Nevertheless, Kimura’s cinematographical composition does suffer from some unnecessary visual and acoustic decorations (e.g. the use of slow-motion to introduce the character Shugo Hayami, the manner by which flash-backs are introduced, the dramatic use of thunder and lighting, …). Luckily, these unnecessary elements are not all that distracting and do not disturbs the otherwise pleasant cinematographical flow.
Mask Ward’s tensive atmosphere also benefits from the effective colour/lighting design. This design, which is reminiscent of some older J-horror films, strikes a nice and visually pleasing balance between a subtle washed-out naturalness and subtle greenish ominous darkness (Colour-note 1).
The musical accompaniment, which is subtle most of the time, aids in maintaining a minimum of tension in the unfolding of the narrative and heighten, whenever needed, the sense of mystery. By strengthening the dimension of mystery Kimura does not only succeed in putting the spectator in Shugo’s position – both want to uncover the mysterious secret of the hospital, but also to grasp, once and for all, the spectator’s attention.
Even though the visual aspects and the acoustic aspects of the composition are important in infusing tension into the unfolding of Mask Ward, these two dimensions function as a frame. So, while the cinematographical frame is important in generating tension, this frame can only truly become effective by the performances of the actors/actresses. Luckily, the acting in Mask Ward does not disappoint – Mei Nagano’s performance is great. Granted, while there are no true stand-out performances, all actors/actresses infuse the necessary emotionality in their performances to make the narrative believable and engaging.
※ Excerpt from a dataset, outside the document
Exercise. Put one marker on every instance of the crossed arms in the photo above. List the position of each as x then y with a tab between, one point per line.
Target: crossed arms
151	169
Mask Ward is a pleasant thriller-mystery narrative. It might not offer anything new to the genre or reach the quality of classics of the genre, like Kurosawa’s Creepy (2016), but Kimura’s provides the thrills and the tension and packs enough surprises to engage and, ultimately, satisfy the spectator.
Colour-note 1: The flashbacks-sequences have a different colour-design than the sequences that frame the events at the hospital. In contrast to the slightly washed-out greenish tint of the hospital sequences, flashbacks are framed with a warmer yellowish palate.